Net-zero nation: HVAC and PV systems for residential net-zero energy buildings across the United States

摘要

This study compared the energy performance and initial cost of photovoltaic (PV) and heating, ventilating, and air-conditioning (HVAC) equipment for a residential net-zero energy building (NZEB) in different climate zones across the United States. We used an experimentally validated building simulation model to evaluate various electrically-powered and commercially-available HVAC technologies. The HVAC accounted for 23.8% to 72.9% of the total building energy depending on the HVAC option and climate zone. Each HVAC configuration was paired with a PV system sized to exactly reach the net-zero energy target, so the economics were compared based on the initial PV + HVAC cost. Mechanical ventilation was considered with and without heat recovery; the heat recovery ventilator (HRV) saved a significant amount of energy in cold winter months and hot summer months, and the energy recovery ventilator (ERV) provided additional benefit for humid zones. The HRV was cost-effective in the cold northern latitudes of Chicago, Minneapolis, Helena, and Duluth, where energy savings reached 17.3% to 19.7%. In other climates, ventilation without recovery was more cost effective, by 1% to 9%, and sometimes even more energy efficient. The ERV was never the lowest cost option.
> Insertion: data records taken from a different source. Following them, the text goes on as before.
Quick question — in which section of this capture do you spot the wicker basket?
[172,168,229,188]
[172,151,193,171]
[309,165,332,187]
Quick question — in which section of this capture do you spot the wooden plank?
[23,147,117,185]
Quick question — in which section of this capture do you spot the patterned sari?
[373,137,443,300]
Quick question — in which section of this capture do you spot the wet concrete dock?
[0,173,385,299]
A ground-source heat pump (GSHP) and an air-source heat pump (ASHP) were compared, with the GSHP providing significant energy savings, 24.3% to 39.2%, in heating-dominated climates (Chicago through Duluth). In warmer climates, the GSHP saved little energy or used more energy than the ASHP. The PV + HVAC cost was lower everywhere with the ASHP, though it is possible for colder climates that a carefully sized GSHP and ground loop could be cost competitive. The energy and cost data as well as the required PV capacity could guide HVAC and PV designs for residential NZEBs in different climate zones.